Midnight News Update – Feb 14th 2018

SAIL managed to turn around to its first profit in the last 11 quarters as a more conducive steel market and a favourable government policy helped the steel industry to turn around. To the credit of SAIL, it has reduced excess labour and also undertaken a modernization program. For the year, its crude steel capacity is expected to rise by 50% to 21 million tonnes. SAIL had embarked on an expansion and modernization program worth $10 billion almost 10 years ago and the results are now beginning to show. India steel demand is likely to increase 3-fold by 2030, which is the big steel story!

The December quarter saw some large banks like SBI, IOB and Bank of India writing off huge amounts in the form of NPAs. In fact, NPAs for the December quarter were up by 34.5%, which indicates that the NPA cycle is far from over. The overall Gross NPAs of the major banks in India increased to 9.45%; the PSU banks saw gross NPAs to the tune of 12.4%. On the positive side, there is growth in interest income at 8.9% but the real challenge would be to call a bottom on the worsening NPA cycle. Even private banks like ICICI Bank have seen their NPAs rise up to more worrying levels.
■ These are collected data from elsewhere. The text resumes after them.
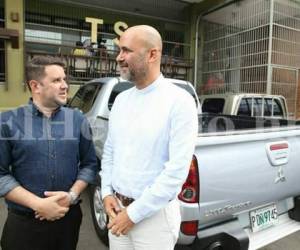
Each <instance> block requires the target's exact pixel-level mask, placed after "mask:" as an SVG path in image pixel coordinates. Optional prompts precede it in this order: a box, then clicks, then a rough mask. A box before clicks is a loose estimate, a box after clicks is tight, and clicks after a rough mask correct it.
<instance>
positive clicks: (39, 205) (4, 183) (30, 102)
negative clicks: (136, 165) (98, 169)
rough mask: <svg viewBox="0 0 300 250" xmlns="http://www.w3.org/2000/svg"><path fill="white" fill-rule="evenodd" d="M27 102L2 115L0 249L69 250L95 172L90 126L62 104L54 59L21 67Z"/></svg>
mask: <svg viewBox="0 0 300 250" xmlns="http://www.w3.org/2000/svg"><path fill="white" fill-rule="evenodd" d="M26 78H27V79H26V80H27V84H28V87H29V89H30V91H31V94H32V98H31V99H30V101H29V103H28V104H27V105H25V106H23V107H20V108H17V109H14V110H11V111H7V112H4V113H1V114H0V132H1V134H0V197H1V196H4V197H5V200H6V203H7V206H8V218H7V220H6V223H5V225H4V229H3V233H2V238H1V247H2V250H20V249H22V250H75V249H76V245H77V241H78V235H79V228H80V224H81V219H82V213H81V209H80V206H79V203H78V197H79V195H80V193H81V192H82V191H83V190H84V189H85V188H86V186H87V185H88V183H91V182H93V180H94V178H95V175H96V173H97V171H98V166H97V159H96V155H95V150H94V145H93V142H92V138H91V129H90V126H89V124H88V122H87V120H86V119H85V118H84V116H83V115H82V114H81V113H80V112H79V111H78V110H72V109H69V108H65V107H63V106H64V105H65V104H66V102H67V92H68V85H67V83H66V79H65V78H66V76H65V72H64V64H63V63H62V61H61V60H60V59H59V58H53V57H44V56H39V57H35V58H33V59H32V60H31V61H30V62H29V63H28V64H27V67H26Z"/></svg>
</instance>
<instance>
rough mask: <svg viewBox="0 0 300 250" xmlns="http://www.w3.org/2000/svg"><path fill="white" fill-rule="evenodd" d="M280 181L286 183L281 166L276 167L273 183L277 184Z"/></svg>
mask: <svg viewBox="0 0 300 250" xmlns="http://www.w3.org/2000/svg"><path fill="white" fill-rule="evenodd" d="M280 181H281V182H284V181H286V178H285V176H284V173H283V167H282V166H279V167H278V170H277V176H276V178H275V183H278V182H280Z"/></svg>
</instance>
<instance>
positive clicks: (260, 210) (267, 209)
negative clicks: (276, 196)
mask: <svg viewBox="0 0 300 250" xmlns="http://www.w3.org/2000/svg"><path fill="white" fill-rule="evenodd" d="M250 221H251V228H252V232H257V231H260V230H263V229H265V228H268V227H271V226H273V225H275V224H276V223H277V221H278V220H277V208H276V205H275V204H272V205H269V206H266V207H262V208H258V209H256V210H253V211H250Z"/></svg>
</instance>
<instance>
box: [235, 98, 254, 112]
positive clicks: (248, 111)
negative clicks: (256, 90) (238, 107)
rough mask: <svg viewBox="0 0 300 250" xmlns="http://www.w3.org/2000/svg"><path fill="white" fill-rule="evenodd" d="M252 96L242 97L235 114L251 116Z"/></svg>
mask: <svg viewBox="0 0 300 250" xmlns="http://www.w3.org/2000/svg"><path fill="white" fill-rule="evenodd" d="M251 109H252V98H243V99H242V100H241V103H240V106H239V109H238V112H237V115H245V116H251Z"/></svg>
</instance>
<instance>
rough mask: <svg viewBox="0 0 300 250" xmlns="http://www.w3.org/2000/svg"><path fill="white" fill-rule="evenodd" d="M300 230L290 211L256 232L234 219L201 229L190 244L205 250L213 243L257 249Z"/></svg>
mask: <svg viewBox="0 0 300 250" xmlns="http://www.w3.org/2000/svg"><path fill="white" fill-rule="evenodd" d="M299 230H300V222H297V221H295V220H292V219H290V218H289V216H288V213H285V214H283V215H280V216H279V217H278V223H277V224H276V225H275V226H273V227H270V228H268V229H265V230H262V231H259V232H256V233H252V231H251V229H249V228H246V229H244V228H242V227H241V225H240V223H239V221H238V220H233V221H229V222H226V223H222V224H220V225H217V226H213V227H210V228H206V229H203V230H200V231H199V232H198V234H197V237H196V239H195V240H194V241H193V243H192V244H191V245H190V246H191V249H193V250H204V249H208V247H209V246H213V245H215V246H218V245H220V246H222V247H223V249H230V250H256V249H259V248H261V247H264V246H266V245H268V244H270V243H272V242H274V241H277V240H279V239H282V238H284V237H286V236H288V235H290V234H292V233H294V232H296V231H299ZM216 249H218V248H216Z"/></svg>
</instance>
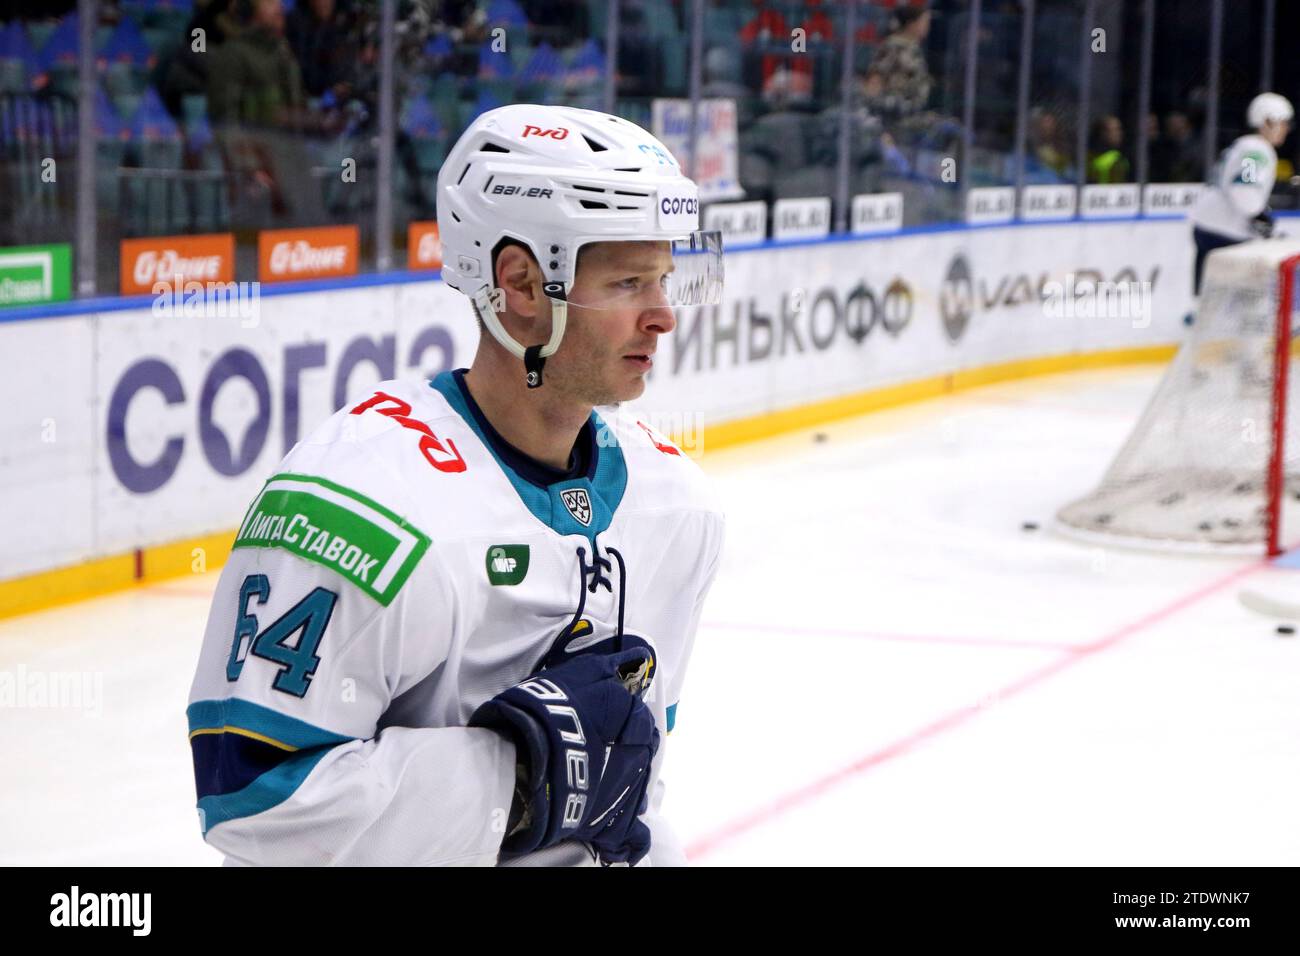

With the controversy surrounding the various stressed loan schemes and with NPAs still rising, the RBI has come out with a new overarching framework for bad loan resolution for Indian banks. The new model allows exactly 180 days to banks to arrive at a resolution consensus failing which the case will be immediately referred to the IBC. Some of the existing stressed loan schemes like the Corporate Debt Restructuring (CDR), Strategic Debt Restructuring (SDR), S4A and Flexible Structuring of Long Term Loans will now be subsumed into the new IBC. The overhang of vigilance still continues.

The merger of the 3 insurance companies, NIC, UII and OIC, will be completed before March 2019 as promised in the Union Budget 2018. The next year there will be no full-fledged budget due to the impending central elections and hence there will only be a vote-on-account. The idea was to merge these 3 insurers to create market scale and then to look at a stake sale in the merge entity to get better value from synergies. These 3 insurance companies will also have a big role under the NHS to provide health cover to 10 crore Indian families at the rate of Rs.5 lakh per family.

CPI inflation for January 2018 came in at 5.07%, slightly lower than the 5.21% inflation reported in December 2017. While rural and urban inflation eased during the period, housing and clothing were the only two categories that saw an uptick during the month of January. Mandi prices have been depicting a declining trend and that means food inflation could lead the overall CPI inflation below the 5% mark. The RBI policy has already guided inflation at well above 5% in the first half and below 5% in the second half of the current calendar year. However, with CPI inflation being above the 5% mark, any rate cuts are almost ruled out in the next credit policy in April this year as the US Fed is also expected to affect a 25 basis points rate hike in its March Fed meet. Oil could be the major X-factor for inflation.

For the month of December 2017, the index of industrial production (IIP) came in at 7.1% compared to a more impressive 8.4% in the previous month. The sharp growth of vehicles and transport portends a turnaround in the capital cycle and that could be a good indicator, especially with commercial vehicles sales expanding by 36.6%. There has also been a positive contribution from cement, diesel and two-wheelers; all of which are positive lead indicators. The IIP is a major input for a recovery in the GDP growth in the second half of the fiscal year 2018, which should be closer to 7%.